Environment
Novell Open Enterprise Server 11 (OES 11)
Novell Storage Services (NSS) on Linux
NetIQ eDirectory (on Linux)
Situation
Some eDirectory servers (OES or non-OES) will sporadically become non-responsive (aka "lock up"). A packet trace and/or ndstrace shows many name resolve requests occurring and -603 errors seeking uidNumber attribute.
Resolution
- if LUM UID information is sought, and
- if so, how frequently it should occur
this information is configured via two set parameters in ncpcon:
UID_UPDATE_ENABLED=[0-2, default=1]
0 = uid update is off
1 = uid update is done periodically
2 = uid update is triggered for immediate update and then set off
e.g. ncpcon set UID_UPDATE_ENABLED=1
UID_UPDATE_PERIOD=[# of hours, 0.5 or greater, default=0.5]

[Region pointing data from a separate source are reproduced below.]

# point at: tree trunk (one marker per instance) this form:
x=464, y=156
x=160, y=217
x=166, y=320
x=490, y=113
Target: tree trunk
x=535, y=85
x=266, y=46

Note: this requires UID_UPDATE_ENABLED=1
NOTE: the default settings above ensure the code works as it always has, and *WILL* need to be modified to correct this problem. Therefore, if you have few updates to trustee assignments, for LUM-enabled users, these would be a good starting value for these parameters:
ncpcon set UID_UPDATE_ENABLED=1
ncpcon set UID_UPDATE_PERIOD=24
If you find that trustee assignments (aka Rights) aren't available in a timely manner, then decrease the UID_UPDATE_PERIOD parameter.
Cause
As indicated above, traces show many
name resolve quests for objects and their uidNumber and correlate to
NSS trustee assignments. Each request requires an ndsd thread on an
eDirectory holder (in order to perform the search for the attribute).
If a server does not hold a replica of an object (i.e. ExRef
object/server), it will forward the request to a replica holding
server. This will utilize an ndsd thread on both of the servers
involved.
The target/replica holding servers will process
these requests as quickly as they can. However, if an abundance of
requests are received, the server can run out of available ndsd
threads (default tuning=128, max=512). At this point, the requesting
server will receive a “server busy” response (seen in LAN trace)
and they will get retried after a slight delay. Any additional
requests will be queued on the requesting server. The number of
queued is displayed in ncpcon
threads output under the Async section → Number of Queued
Requests.
Additional Information
Further info on new settings:
The UID_UPDATE_PERIOD setting is re-read every time the UID_UPDATE_PERIOD expires. So if you change from the default of 0.5 to 24, the new value of 24 will only take effect *after* the 0.5 has expired and the update is triggered.
Background Information:
This situation is most frequently seen on ExRef servers that do not hold
replicas of any objects. As such, these servers need to get eDirectory/ndsd
information from a replica holder. Some telltale signs of this issue are:
LAN traces show thousands of resolve name requests
ndstrace/dstrace logs, with +RSLV +AREQ on the target server shows resolve name for objects and then seeking the uidNumber attribute. A large number of these will result in a -603 (NO_SUCH_ATTRIBUTE) because the user is not LUM enabled. In some cases, the amount of -603 returns can exceed 99%.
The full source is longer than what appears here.